1. Academic Validation
  2. Phase I trial of adoptive immunotherapy with cytolytic T lymphocytes immunized against a tyrosinase epitope

Phase I trial of adoptive immunotherapy with cytolytic T lymphocytes immunized against a tyrosinase epitope

  • J Clin Oncol. 2002 Feb 15;20(4):1075-86. doi: 10.1200/JCO.2002.20.4.1075.
Malcolm S Mitchell 1 Denise Darrah David Yeung Samuel Halpern Anne Wallace Joseph Voland Vicky Jones June Kan-Mitchell
Affiliations

Affiliation

  • 1 Center for Biological Therapy and Melanoma Research, University of California San Diego School of Medicine, San Diego, CA, USA. mitchell@karmanos.org
Abstract

Purpose: To study distribution and toxicity of cytolytic T lymphocytes (CTLs) against a single melanoma epitope.

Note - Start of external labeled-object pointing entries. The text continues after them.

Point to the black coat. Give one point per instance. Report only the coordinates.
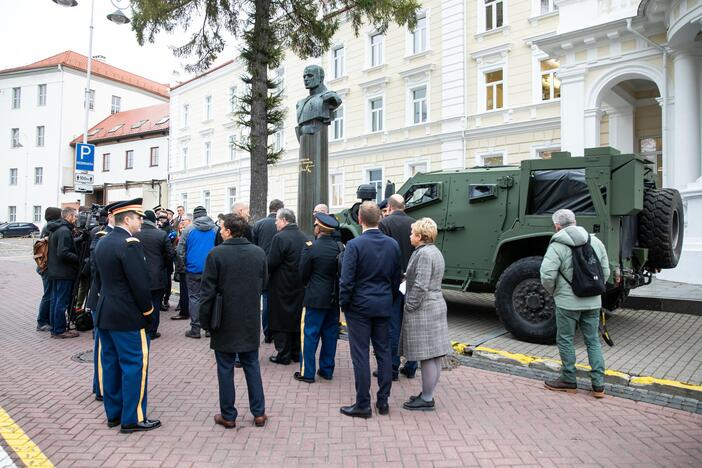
(318, 272)
(399, 226)
(263, 232)
(63, 262)
(285, 289)
(123, 279)
(237, 269)
(159, 252)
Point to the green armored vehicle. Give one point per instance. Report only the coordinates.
(495, 226)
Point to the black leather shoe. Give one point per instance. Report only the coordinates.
(383, 409)
(302, 378)
(355, 412)
(277, 360)
(145, 425)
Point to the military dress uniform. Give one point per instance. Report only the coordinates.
(320, 316)
(122, 317)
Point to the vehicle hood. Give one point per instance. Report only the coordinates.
(572, 236)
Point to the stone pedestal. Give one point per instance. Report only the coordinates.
(313, 179)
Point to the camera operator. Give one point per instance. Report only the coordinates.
(63, 266)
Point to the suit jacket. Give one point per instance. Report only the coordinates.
(370, 275)
(123, 279)
(159, 253)
(237, 269)
(399, 226)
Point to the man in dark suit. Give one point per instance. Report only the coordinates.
(159, 253)
(370, 278)
(123, 315)
(285, 288)
(263, 232)
(399, 226)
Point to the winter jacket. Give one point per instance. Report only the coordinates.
(559, 257)
(63, 255)
(195, 243)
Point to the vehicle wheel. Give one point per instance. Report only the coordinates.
(661, 226)
(523, 305)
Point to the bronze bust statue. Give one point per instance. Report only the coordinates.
(316, 109)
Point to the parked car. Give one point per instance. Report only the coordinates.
(18, 230)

Patients and methods: CD8(+) T cells obtained by leukapheresis from 10 patients with disseminated HLA-A2.1(+), tyrosinase-positive melanomas were immunized in vitro against Tyrosinase(369-377) (YMNGTMSQV). Drosophila cells transduced with HLA-A2.1, CD80, and CD54 (intracellular adhesion molecule-1) were used for priming, followed by two rounds of immunization with mononuclear cells as antigen-presenting cells. 1 x 10(8) CTL were infused intravenously (IV) on day 1. CTL frequency was measured by limiting dilutions in five patients. (111)In labeling and scintigraphy measured distribution of CTL in next five. Five days later, 1 x 10(8) CTLs were infused on 4 successive days to both groups. Immunohistology of response was judged by biopsies.

Results: Infusions were nontoxic. CTLs were undetectable in the blood, going to lungs within 5 minutes. At 4, 24, and 72 hours, they were found in liver and spleen. Lesions were visualized by scintiscans in one responding patient where two subcutaneous nodules were noted at 4 and 24 hours. A second patient had a partial response and remains alive with disease 2 years later. CD8(+) T cells were found in lesions of responders, associated with the presence of HLA-A2 molecules and Tyrosinase. Two nonresponders without Tyrosinase and HLA-A2 molecules had a paucity of CD8(+) T cells in their lesions. Whether the CD8(+) T cells in lesions of responders were those we had reinfused is uncertain.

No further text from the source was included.